Page 84 of Nothing to Do

“Alessia,” she said, linking their hands. “You might want to stop drooling on her fiancé.” Roxie just smiled. “We have dinner to get to.”

Her sister was too excitable. “Is he here? In the hotel? Can I meet him?”

“No! You can’t meet him,” she answered before Roxie could. “He’s not here, and what do you plan to say to him? ‘Hi, you’re so hot and rich.’ How’s he supposed to respond to that?”

“He gets it a lot actually,” Roxie said with a slow head bob. “It’s the first thing I say to him every morning.”

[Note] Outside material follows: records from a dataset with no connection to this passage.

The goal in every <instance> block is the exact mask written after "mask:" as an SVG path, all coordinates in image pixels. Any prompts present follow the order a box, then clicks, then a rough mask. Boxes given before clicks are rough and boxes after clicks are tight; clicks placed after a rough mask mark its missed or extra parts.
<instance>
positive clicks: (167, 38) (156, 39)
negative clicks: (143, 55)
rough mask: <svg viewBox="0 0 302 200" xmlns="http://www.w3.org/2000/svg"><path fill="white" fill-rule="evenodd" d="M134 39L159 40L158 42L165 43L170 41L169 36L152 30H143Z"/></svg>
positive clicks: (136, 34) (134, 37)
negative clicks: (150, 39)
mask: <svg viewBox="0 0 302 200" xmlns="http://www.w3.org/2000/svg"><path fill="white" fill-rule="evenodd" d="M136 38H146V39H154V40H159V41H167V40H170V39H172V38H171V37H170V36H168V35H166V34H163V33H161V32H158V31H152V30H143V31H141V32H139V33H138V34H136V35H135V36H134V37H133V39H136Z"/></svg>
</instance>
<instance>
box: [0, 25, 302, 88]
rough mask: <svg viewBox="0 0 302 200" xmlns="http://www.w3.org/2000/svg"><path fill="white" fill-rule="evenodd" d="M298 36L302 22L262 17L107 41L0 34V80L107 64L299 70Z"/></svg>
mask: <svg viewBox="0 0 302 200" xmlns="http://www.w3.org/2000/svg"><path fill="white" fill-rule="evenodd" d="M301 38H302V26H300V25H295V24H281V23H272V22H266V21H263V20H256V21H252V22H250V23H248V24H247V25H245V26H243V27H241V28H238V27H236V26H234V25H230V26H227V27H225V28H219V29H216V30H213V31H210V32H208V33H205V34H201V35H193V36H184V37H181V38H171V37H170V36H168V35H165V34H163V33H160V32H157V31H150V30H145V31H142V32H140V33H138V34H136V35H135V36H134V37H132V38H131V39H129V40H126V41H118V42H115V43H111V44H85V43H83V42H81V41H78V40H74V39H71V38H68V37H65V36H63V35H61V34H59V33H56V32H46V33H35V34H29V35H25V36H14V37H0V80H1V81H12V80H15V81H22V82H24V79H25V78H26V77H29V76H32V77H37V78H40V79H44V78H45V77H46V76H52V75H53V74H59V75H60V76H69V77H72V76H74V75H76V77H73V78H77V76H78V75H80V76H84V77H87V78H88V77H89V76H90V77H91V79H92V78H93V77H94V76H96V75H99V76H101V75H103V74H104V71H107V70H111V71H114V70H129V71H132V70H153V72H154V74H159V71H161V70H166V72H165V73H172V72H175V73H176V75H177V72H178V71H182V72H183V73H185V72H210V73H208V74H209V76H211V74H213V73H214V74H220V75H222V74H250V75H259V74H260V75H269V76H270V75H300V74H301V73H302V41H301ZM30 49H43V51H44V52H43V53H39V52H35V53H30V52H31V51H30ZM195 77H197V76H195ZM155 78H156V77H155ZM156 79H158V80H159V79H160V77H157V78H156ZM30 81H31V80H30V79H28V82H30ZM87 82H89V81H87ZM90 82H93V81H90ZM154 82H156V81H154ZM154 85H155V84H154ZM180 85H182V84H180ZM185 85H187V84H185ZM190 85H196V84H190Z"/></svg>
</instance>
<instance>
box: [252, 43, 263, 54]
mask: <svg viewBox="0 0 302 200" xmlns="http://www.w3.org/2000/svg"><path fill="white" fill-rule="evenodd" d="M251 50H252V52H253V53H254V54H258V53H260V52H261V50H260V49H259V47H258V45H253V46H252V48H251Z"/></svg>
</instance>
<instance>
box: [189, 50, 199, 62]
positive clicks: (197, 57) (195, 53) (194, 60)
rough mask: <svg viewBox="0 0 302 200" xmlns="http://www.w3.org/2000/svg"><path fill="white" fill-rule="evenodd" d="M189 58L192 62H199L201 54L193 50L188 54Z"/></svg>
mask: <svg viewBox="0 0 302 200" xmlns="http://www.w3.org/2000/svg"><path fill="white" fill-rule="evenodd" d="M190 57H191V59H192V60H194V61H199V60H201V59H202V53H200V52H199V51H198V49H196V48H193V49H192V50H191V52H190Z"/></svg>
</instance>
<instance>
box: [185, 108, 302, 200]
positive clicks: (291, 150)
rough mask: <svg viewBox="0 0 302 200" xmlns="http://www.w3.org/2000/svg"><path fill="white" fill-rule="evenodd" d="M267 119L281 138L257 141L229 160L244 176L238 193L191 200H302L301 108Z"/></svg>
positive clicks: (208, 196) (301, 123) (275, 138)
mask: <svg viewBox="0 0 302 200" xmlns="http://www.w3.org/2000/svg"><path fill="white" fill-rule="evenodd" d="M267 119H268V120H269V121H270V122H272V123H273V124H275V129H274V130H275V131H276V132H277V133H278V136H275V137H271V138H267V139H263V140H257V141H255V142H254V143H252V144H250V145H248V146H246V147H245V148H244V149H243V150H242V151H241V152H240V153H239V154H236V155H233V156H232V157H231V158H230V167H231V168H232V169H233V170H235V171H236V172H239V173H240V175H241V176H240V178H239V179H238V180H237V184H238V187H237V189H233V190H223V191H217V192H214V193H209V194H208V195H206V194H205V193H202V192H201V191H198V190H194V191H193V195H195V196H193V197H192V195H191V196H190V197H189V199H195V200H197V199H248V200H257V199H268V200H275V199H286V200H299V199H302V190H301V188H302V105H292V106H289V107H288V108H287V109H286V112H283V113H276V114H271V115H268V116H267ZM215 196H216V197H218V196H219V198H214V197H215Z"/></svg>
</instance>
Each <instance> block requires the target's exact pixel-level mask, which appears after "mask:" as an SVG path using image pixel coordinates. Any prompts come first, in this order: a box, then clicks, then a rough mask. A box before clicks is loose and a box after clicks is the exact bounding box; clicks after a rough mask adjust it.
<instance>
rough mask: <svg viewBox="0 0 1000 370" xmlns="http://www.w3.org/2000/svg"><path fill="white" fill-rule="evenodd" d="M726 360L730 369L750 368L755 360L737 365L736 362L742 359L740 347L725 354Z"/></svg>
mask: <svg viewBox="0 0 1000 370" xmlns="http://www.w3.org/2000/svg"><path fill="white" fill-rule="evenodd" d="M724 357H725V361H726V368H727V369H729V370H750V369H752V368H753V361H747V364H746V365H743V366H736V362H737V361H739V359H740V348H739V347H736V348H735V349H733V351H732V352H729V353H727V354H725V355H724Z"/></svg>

Alessia laughed. “You’re so funny! I love how fun you are!” She growled. “I don’t want to leave my girls alone—”

“I’d be the same,” Roxie said. “Go be with your friends. We’ll have a bunch of chances to catch up.”

Alessia gasped in excitement. “Oh my God, we will?”

“Sure! Your sister’s with one of my guy’s best friends. We’ll be in each other’s lives a long time.”

Now Alessia squealed. Even children at Christmas weren’t so excited. “Can I hug you?”

“Yes!” Roxie opened her arms to gesture her over. “Bring it in.”

At least her sister asked, unlike Lark with Zane. Roxie smiled through. Her sister scurried out of the room fizzing with adrenaline. When she closed the door and dropped against it, she was exhausted like it was the end of the night, not the beginning.

“Do you get that everywhere?”

Roxie shrugged. “You get used to it and I’d never trade it for the alternative.” Of being without Zairn. “I’m better at it than Casanova. Believe it or not, I have more patience for these things, and it’s something I don’t mind taking off his plate.”

“You’re his fixer too.”

“Hopefully no one will have to be anyone’s fixer tonight,” Roxie said. “And on the one serious moment of the night I’ll allow, remember this…”

“What?”

“Someone’s always watching. Even when you think there’s no one watching. Someone’s always watching.”

Whatever that meant. “Okay.”

“Some people, not me, of course, but some people might have suggested in the past that I’m a magnet for these things, that I’m a…”

Roxie cleared her throat.

She laughed. “A crisis event?”

Wasn’t that what Zairn called her?

The narrowing of Roxie’s eyes was almost a growl. “Just be aware tonight. I don’t want you sucked into the vortex. I don’t know how patient Zane is.”

Given how he was with Roman, the man deserved a medal.

“I’ll be aware.”

“Alessia’s got a point,” Roxie said, going to sweep up her purse as she put hers together. “You don’t speak much about your relationship.”

“Will I need a jacket?”

“Are you deflecting?”

“No,” she said, slipping her feet in her shoes. She double checked her keycard was in her wallet and went to open the door. “What do you want to know?”

“Oh, now there’s a dangerous question.” Roxie paused on the threshold. “You won’t need a jacket; you don’t even need your wallet.”